Por um Punhado de Dólares vs. Yojimbo
Em ambos os casos as histórias são idênticas, só mudam as figuras dos personagens, ambiente e armas: o colt 45 para Eastwood e Brynner; e a katana para Mifune. Um pouco mais tarde, já mais ciente das mais variadas artes de combate existentes no oriente, estava lendo um artigo sobre Bruce Lee e seu legado quando um subtítulo me chamou a atenção; estava escrito: “Miyamoto Musahi viveu pela espada e Bruce Lee pelo Kung Fu”. De imediato me veio a indagação: Quem seria esse tal de Musashi para o compararem ao tranqüilo e infalível Bruce Lee? Bem, desde então não sosseguei até descobrir o máximo que pude sobre Miyamoto Musashi e sua vida dedicada ao caminho da espada.
 
A Vida de Miyamoto Musashi

Miyamoto Musashi viveu na Era Tokugawa (1603-1608), na verdade ele se chamava Shimen Musashi No Kami Fujiwara No Genshin e teria nascido no ano de 1584, na aldeia de Miyamoto, província de Mimasaka. Como legítimo samurai, ele cumpriu verdadeiramente o Bushidô (O Caminho do Guerreiro) onde um homem que adquirisse o direito de portar uma espada alcançaria o máximo de sua realização pessoal.

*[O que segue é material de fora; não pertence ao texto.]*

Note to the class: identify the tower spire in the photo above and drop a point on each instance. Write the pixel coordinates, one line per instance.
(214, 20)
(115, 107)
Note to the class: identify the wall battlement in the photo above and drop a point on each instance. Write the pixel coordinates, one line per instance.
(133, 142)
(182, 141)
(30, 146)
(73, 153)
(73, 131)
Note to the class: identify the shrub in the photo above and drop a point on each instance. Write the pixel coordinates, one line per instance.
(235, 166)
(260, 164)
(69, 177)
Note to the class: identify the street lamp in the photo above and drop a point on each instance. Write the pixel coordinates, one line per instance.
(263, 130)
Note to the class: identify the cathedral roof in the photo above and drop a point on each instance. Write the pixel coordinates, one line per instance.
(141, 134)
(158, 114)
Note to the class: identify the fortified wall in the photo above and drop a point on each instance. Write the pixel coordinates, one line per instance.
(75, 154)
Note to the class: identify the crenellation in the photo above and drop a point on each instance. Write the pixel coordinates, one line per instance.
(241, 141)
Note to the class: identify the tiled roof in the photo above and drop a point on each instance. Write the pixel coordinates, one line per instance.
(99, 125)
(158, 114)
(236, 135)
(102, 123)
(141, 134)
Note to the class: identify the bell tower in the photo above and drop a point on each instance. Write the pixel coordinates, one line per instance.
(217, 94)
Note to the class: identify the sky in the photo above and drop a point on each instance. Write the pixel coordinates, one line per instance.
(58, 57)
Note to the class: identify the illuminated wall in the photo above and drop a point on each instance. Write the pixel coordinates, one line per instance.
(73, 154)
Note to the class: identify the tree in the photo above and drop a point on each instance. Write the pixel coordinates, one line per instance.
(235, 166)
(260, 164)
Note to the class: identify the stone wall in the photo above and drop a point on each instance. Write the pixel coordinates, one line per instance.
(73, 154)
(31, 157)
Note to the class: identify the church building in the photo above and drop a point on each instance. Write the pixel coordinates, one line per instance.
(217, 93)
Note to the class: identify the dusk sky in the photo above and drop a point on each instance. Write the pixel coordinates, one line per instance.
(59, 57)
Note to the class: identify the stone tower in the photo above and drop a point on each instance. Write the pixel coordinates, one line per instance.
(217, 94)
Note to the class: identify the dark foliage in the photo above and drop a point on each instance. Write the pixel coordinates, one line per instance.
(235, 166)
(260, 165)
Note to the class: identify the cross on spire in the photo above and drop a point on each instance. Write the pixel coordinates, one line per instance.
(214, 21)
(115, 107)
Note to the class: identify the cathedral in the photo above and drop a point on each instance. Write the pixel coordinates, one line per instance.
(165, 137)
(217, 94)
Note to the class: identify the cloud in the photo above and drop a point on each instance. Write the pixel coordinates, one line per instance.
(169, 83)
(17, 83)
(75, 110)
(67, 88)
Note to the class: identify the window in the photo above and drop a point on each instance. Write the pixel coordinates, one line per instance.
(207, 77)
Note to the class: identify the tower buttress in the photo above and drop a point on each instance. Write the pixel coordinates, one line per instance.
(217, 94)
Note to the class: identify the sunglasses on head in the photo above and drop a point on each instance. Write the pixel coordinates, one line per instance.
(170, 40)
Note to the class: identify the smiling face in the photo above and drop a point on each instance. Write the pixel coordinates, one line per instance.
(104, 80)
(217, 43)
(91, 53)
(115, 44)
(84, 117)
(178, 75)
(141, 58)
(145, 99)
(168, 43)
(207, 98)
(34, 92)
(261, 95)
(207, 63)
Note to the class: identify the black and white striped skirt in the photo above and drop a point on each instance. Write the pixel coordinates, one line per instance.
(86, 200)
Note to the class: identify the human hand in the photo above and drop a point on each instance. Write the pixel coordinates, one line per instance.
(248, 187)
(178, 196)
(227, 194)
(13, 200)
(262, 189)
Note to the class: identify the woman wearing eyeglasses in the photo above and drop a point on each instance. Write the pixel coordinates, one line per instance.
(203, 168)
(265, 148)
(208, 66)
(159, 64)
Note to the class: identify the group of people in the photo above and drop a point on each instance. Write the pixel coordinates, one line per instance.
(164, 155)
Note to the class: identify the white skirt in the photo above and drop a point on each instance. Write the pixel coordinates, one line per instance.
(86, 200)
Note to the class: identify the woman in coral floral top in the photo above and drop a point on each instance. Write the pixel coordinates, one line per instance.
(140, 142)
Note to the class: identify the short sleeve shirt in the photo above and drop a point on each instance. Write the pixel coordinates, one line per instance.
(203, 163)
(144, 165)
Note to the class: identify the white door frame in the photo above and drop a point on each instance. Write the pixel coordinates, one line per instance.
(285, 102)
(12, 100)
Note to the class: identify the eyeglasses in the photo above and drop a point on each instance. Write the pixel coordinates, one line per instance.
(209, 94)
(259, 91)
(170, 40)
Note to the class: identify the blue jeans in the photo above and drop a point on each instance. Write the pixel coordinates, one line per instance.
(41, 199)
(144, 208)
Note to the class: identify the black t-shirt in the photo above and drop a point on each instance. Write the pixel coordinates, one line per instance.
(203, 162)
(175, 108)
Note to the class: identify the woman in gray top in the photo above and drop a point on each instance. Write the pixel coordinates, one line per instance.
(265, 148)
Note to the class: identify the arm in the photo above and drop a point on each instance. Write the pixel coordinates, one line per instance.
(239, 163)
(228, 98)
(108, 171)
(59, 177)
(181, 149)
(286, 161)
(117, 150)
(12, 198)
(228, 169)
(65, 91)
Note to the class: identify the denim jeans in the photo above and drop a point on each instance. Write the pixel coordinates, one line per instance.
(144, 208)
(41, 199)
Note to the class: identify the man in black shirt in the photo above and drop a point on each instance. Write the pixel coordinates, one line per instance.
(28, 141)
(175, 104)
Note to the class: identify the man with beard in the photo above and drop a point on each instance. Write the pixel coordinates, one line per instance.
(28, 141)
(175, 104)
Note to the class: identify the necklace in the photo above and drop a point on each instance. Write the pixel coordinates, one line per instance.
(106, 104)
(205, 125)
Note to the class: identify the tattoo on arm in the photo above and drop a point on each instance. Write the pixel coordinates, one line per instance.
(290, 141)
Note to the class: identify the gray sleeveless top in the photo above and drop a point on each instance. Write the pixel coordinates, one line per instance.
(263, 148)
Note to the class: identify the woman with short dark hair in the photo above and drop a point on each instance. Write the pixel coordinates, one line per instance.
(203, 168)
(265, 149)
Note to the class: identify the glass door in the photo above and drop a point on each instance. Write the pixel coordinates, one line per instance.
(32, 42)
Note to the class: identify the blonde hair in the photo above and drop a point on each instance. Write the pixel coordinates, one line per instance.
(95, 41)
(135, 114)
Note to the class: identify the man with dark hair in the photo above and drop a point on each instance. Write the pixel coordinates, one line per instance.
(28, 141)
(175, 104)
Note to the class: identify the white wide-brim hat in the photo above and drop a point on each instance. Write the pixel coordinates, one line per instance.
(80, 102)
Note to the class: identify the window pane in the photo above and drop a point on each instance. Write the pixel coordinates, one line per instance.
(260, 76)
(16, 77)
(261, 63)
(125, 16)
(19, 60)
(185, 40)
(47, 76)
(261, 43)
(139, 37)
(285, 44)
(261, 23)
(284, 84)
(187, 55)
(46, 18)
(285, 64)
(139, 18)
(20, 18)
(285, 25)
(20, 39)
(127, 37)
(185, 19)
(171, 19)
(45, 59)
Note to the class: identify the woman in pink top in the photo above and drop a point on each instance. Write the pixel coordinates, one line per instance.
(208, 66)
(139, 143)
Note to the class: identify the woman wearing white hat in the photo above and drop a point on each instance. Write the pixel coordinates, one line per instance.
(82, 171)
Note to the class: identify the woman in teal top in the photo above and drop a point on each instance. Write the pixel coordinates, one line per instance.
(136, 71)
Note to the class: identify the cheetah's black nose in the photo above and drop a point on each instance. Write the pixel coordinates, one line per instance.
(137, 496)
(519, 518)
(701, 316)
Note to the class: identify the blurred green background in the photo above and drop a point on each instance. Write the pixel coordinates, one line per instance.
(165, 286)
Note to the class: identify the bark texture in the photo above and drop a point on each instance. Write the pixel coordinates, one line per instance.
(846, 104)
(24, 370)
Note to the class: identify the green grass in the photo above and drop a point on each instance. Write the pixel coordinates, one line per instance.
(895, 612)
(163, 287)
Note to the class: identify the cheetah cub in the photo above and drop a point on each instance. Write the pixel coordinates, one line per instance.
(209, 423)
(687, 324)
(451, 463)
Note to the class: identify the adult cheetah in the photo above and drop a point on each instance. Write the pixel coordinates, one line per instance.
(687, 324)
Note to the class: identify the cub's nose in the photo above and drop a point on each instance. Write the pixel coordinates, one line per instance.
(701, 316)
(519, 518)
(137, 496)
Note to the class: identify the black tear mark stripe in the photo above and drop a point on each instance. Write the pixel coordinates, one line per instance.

Toshiro Mifune como Miyamoto Musashi
 Sobre sua infância pouco se sabe, historiadores concordam que provavelmente ele ficou órfão muito jovem, passando a ser criando por um monge, que seria seu tio.
Seu pai, de nome Shimen Munisai, era um "goushi" (pequeno fidalgo rural, misto de camponês e samurai) e também um mestre no uso da Jitte (arma de metal pontiaguda com alça e presa a uma corrente atada ao pulso) que normalmente era utilizada contra espadas, e segundo consta, foi dele que Musashi obteve as primeiras lições de esgrima.
Musashi sempre foi precoce em desenvolver habilidades para o combate além ter sido privilegiado com físico bem avantajado. Consta que seu primeiro duelo ocorreu aos treze anos, quando venceu Arima Kihei, do estilo Shinto Ryu. Kihei. Kihei já era adulto e tinha grande habilidade técnica com a espada e a lança. Entretanto, não foi páreo para o jovem Musashi, que após derrubá-lo, golpeou sua cabeça com uma Boken (espada de madeira ou bambu) antes que seu adversário se recuperasse.
Aos dezesseis anos Musashi partiu para uma peregrinação em busca da compreensão do mundo, de si mesmo e do aperfeiçoamento de sua técnica como espadachim, o famoso caminho da Katana, conhecido como Musha-Shugyo.
Monumento ao mestre das duas espadas
Na sua busca, Musashi teria participado da histórica batalha de Sekigahara, que deu a Tokugawa Ieasu, o título de Shogun, o governante militar. Embora estivesse do lado dos derrotados, Musashi conseguiu sobreviver ao massacre de três dias, onde 70 mil guerreiros foram dizimados.
Prosseguindo na sua trajetória épica, Musashi com apenas 21 anos, parte para Kyoto onde desafia o clã Yoshioka. Os Yoshioka possuíam uma grande academia de esgrima e contavam com muitos alunos e imenso prestígio em Kyoto. Mesmo assim Musashi enfrenta e vence Yoshioka Seijuro, filho mais velho do fundador da escola Yoshioka Kenjutsu. Em seguida, Musashi vence o irmão mais novo deste, Yoshioka Dechinjiro, entretanto, diante da humilhante derrota, os remanescentes do estilo, organizaram uma luta entre Musashi e um garoto de 12 anos, outro filho dos Yoshioka, de nome Seijuro. Pela sua pouca idade, ficou acertado que Seijuro teria a ajuda de alunos e familiares dos Yoshioka. Passada a hora do duelo, Musashi ataca furtivamente seus adversários, matando o garoto e fugindo vitorioso.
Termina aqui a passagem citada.